Editorial

Growth plans and hard realities

| Updated on March 12, 2018

The good news is that a 8.5 per cent average growth for the 12th Plan doesn't seem unrealistic, even if it is no thanks to the Government.

Consistent with the saying that the show must go on, the Prime Minister, Dr Manmohan Singh, presided over a meeting of the full Planning Commission to discuss the Approach Paper to the 12th Five Year Plan. The paper itself hasn't been made public because it must be shown to the Cabinet first but the approach has been shared. And in his statement the Prime Minister finally relinquished his long cherished dream of India touching double-digit growth on his watch. "… the Commission has proposed that we should set the Twelfth Plan target at 9 per cent. In fact, the Commission has pointed out that given the uncertainties in the global economy, and the challenges in the domestic economy even a 9 per cent target is feasible only if we can take some difficult decisions.” So that's that then. The only question of interest now is how much below 9 per cent will growth be. Given that the savings rate is likely to be maintained at the current level of around 37 per cent, an incremental capital output ratio of 4, and that foreign capital will surely turn up at India's doors, 8.5 per cent average growth for the 12th Plan doesn't seem unrealistic. That's the good news, even if it is no thanks to the Government. The Approach Paper also envisages 4 per cent growth in farm output over the plan period, up from 3.3 per cent for the 11th Plan period. If this can be achieved, food inflation at least should not remain a cause for major worry, provided the measures needed for supply chain management are put in place.

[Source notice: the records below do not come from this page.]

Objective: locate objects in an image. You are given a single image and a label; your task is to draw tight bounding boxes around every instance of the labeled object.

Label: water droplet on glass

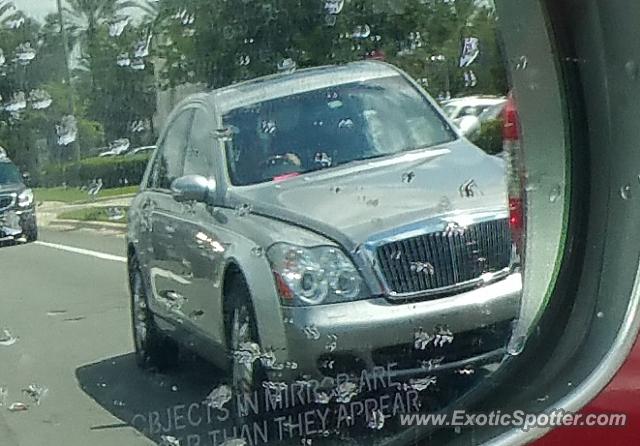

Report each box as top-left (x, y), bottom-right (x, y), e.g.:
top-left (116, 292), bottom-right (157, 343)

top-left (314, 152), bottom-right (333, 169)
top-left (515, 56), bottom-right (529, 71)
top-left (549, 186), bottom-right (562, 203)
top-left (0, 328), bottom-right (18, 347)
top-left (433, 327), bottom-right (453, 348)
top-left (409, 376), bottom-right (438, 392)
top-left (413, 328), bottom-right (434, 350)
top-left (29, 90), bottom-right (53, 110)
top-left (314, 391), bottom-right (331, 404)
top-left (159, 435), bottom-right (180, 446)
top-left (235, 203), bottom-right (251, 217)
top-left (116, 53), bottom-right (131, 67)
top-left (367, 409), bottom-right (384, 430)
top-left (351, 24), bottom-right (371, 39)
top-left (204, 385), bottom-right (233, 409)
top-left (16, 42), bottom-right (36, 64)
top-left (335, 381), bottom-right (358, 404)
top-left (303, 325), bottom-right (320, 341)
top-left (507, 336), bottom-right (527, 356)
top-left (624, 60), bottom-right (638, 81)
top-left (22, 384), bottom-right (49, 406)
top-left (402, 172), bottom-right (416, 184)
top-left (251, 246), bottom-right (264, 257)
top-left (620, 185), bottom-right (631, 200)
top-left (325, 334), bottom-right (338, 352)
top-left (56, 115), bottom-right (78, 146)
top-left (220, 438), bottom-right (247, 446)
top-left (278, 58), bottom-right (297, 73)
top-left (0, 386), bottom-right (9, 407)
top-left (5, 14), bottom-right (25, 29)
top-left (109, 17), bottom-right (129, 37)
top-left (338, 118), bottom-right (354, 129)
top-left (133, 34), bottom-right (153, 59)
top-left (410, 262), bottom-right (436, 276)
top-left (131, 59), bottom-right (146, 71)
top-left (7, 402), bottom-right (29, 412)
top-left (4, 91), bottom-right (27, 113)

The Prime Minister also confirmed what was reported in this newspaper a few days ago, namely that energy and water will be the crucial constraints and that efficient water management would be as crucial as the efficient management of energy. So the caveats are clear, and as the Deputy Chairman, Mr Montek Singh Ahluwalia, told the media on Friday, higher tariffs seem to be the way to go. Since this means the elimination or reduction of subsidies, some of the “hard decisions” are clear as well. The problem of land acquisition also seems to be weighing on the Commission's mind and the Prime Minister referred to it in his statement as being another critical element in the pursuit of 9 per cent growth. For the rest, the Approach is a much of a muchness with the usual genuflections in the direction of infrastructure and the fiscal deficit — one to go up, the other to go down.

The Prime Minister did not mention, quite naturally, another important issue that will soon demand his attention: the future of the Planning Commission itself. The committee headed by Dr C. Rangarajan is believed to have made some important recommendations in this regard.